Keep in mind that exact conditions will vary.

Science of the Crab Nebula

The Crab Nebula is an oval gaseous nebula with fine filamentary (thread-like) structures, expanding at around 930 miles (1,500 km) per second. In its heart is a neutron star about the mass of the sun but only about 12 miles (19 km) in diameter. This neutron star is also a pulsar that spins about 30 times per second. The neutron star’s powerful magnetic field concentrates radiation emitted by the star as two beams that appear to flash periodically as the beams sweep into view.

A small black and white image showing three stars, with one flashing on and off.
The flashing of the Crab Nebula pulsar in infrared wavelengths. However, this view is considerably slower than its 30 times per second period.

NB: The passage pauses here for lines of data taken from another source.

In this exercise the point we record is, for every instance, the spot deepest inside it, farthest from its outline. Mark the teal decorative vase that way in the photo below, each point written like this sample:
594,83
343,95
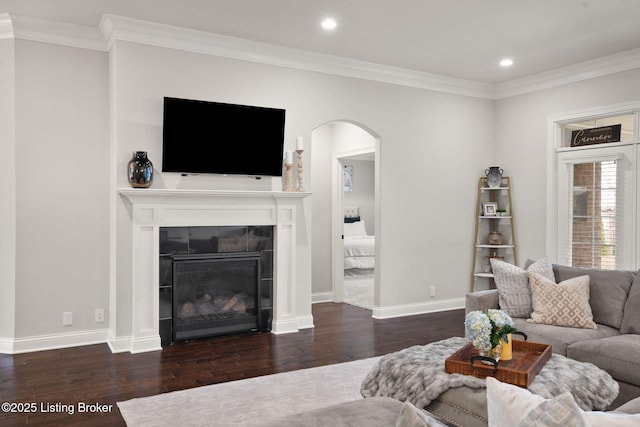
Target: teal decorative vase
140,170
493,176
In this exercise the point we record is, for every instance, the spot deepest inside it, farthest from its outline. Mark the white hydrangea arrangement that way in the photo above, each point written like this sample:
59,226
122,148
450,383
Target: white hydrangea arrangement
485,328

Image via Cambridge University Lucky Imaging Group/ Wikimedia Commons/ GFDL.
Red and blue clouds and filaments with bluish-white rings around a very bright star in the middle.
The Hubble Space Telescope imaged the center of the Crab Nebula in 2016. Notably, there’s a rapidly spinning neutron star at the center of the nebula, known as a pulsar. That’s the rightmost of the two stars near the center of the image. And the bluish light is radiation emitted by electrons speeding at close to the speed of light along the neutron star’s powerful magnetic field. As a matter of fact, scientists think the wispy circular features move out of the pulsar due to a shockwave that piles up highly energetic particles coming from high-speed winds emanated from the neutron star. Image via NASA/ ESA/ J. Hester/ M. Weisskopf.

Views from the Hubble and Webb space telescopes

Two nebula images, one noticeably brighter and more detailed and greener in color.
This side-by-side comparison of the Crab Nebula as seen by the Hubble Space Telescope in optical light (left) and the James Webb Space Telescope in infrared light (right) reveals different details. By studying the collected Webb data, and consulting previous observations of the Crab taken by other telescopes like Hubble, astronomers can build a more comprehensive understanding of this supernova remnant. Hubble Image via NASA/ ESA J. Hester, A. Loll; Webb Image via NASA ESA CSA STScI T. Temim.

The Crab Nebula may be from a new type of supernova

For a long time scientists thought the Crab Nebula was the remnant of a type II supernova. But in June 2021, scientists announced they’d finally found evidence for a new type of supernova, an electron-capture supernova. Consequently, they now believe the Crab Nebula may be this type of supernova. Read more about this exciting discovery.

The center of the Crab Nebula is approximately RA: 5h 34m 32s; Dec: +22° 0′ 52″

Bottom line: The Crab Nebula is visible with binoculars and small telescopes, and relatively easy to find since it’s near bright stars in prominent constellations. Although astronomers long thought that it was the remnant of a type II supernova, there’s increasing evidence that it may have been a new type of supernova called an electron capture supernova.